# Brian spots Smokey Barn



## Phil104 (Apr 15, 2014)

Another interesting, great review by Brian and this time of Forum pal and not under the radar so far as we're concerned, Smokey Barn.

http://www.brian-coffee-spot.com/2015/10/14/smokey-barn/


----------



## DoubleShot (Apr 23, 2014)

Great write-up. I'm currently on my second of three bags from Smokey Barn. This is the first time I've tried any of their beans.


----------



## Syenitic (Dec 1, 2013)

DoubleShot said:


> Great write-up. I'm currently on my second of three bags from Smokey Barn. This is the first time I've tried any of their beans.

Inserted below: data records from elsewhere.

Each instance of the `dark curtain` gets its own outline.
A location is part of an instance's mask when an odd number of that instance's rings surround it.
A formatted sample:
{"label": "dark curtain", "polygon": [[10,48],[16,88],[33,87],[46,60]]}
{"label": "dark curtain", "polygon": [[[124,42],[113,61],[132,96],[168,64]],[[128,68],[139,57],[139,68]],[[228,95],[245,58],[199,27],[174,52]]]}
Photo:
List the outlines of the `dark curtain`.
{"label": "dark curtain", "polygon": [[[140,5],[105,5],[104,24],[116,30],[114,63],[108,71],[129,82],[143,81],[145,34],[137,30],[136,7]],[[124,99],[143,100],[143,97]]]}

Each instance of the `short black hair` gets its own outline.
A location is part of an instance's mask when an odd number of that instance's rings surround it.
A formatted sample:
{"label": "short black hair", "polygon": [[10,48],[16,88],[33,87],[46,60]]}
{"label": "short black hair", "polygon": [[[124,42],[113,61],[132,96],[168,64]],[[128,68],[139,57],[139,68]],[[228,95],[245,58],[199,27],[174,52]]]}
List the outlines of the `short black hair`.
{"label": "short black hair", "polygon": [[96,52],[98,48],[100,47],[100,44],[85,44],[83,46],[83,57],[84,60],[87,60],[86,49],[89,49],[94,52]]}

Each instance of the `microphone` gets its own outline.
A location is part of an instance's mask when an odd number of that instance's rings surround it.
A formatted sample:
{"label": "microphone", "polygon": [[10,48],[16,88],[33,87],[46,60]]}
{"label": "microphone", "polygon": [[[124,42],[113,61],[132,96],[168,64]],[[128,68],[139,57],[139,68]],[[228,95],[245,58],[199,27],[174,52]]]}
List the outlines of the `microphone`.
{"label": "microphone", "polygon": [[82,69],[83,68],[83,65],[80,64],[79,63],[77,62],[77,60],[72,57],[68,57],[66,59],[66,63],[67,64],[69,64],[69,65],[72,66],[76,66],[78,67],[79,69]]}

Agreed, I just finished the last of three bags. The Smokey Barn Yirgacheffe Gerbota for me was one of the best coffees I have had, ever - well certainly in the last couple of years. It was also the first time I had purchased from there, and don't think it will be my last.


----------



## DoubleShot (Apr 23, 2014)

That is the exact same one as I was drinking earlier today.

Good choice.


----------



## Chris_on_caffeine (Jul 21, 2012)

Thanks guys. It was an interesting read, though when I read it back, did say to myself a few times "God - why did I say THAT?!".


----------



## DoubleShot (Apr 23, 2014)

If/when in that area, I shall certainly try making a point of visiting your roastery. Espresso bar looks pretty cool.


----------



## jlarkin (Apr 26, 2015)

Yeah the set up inside looks very cool!


----------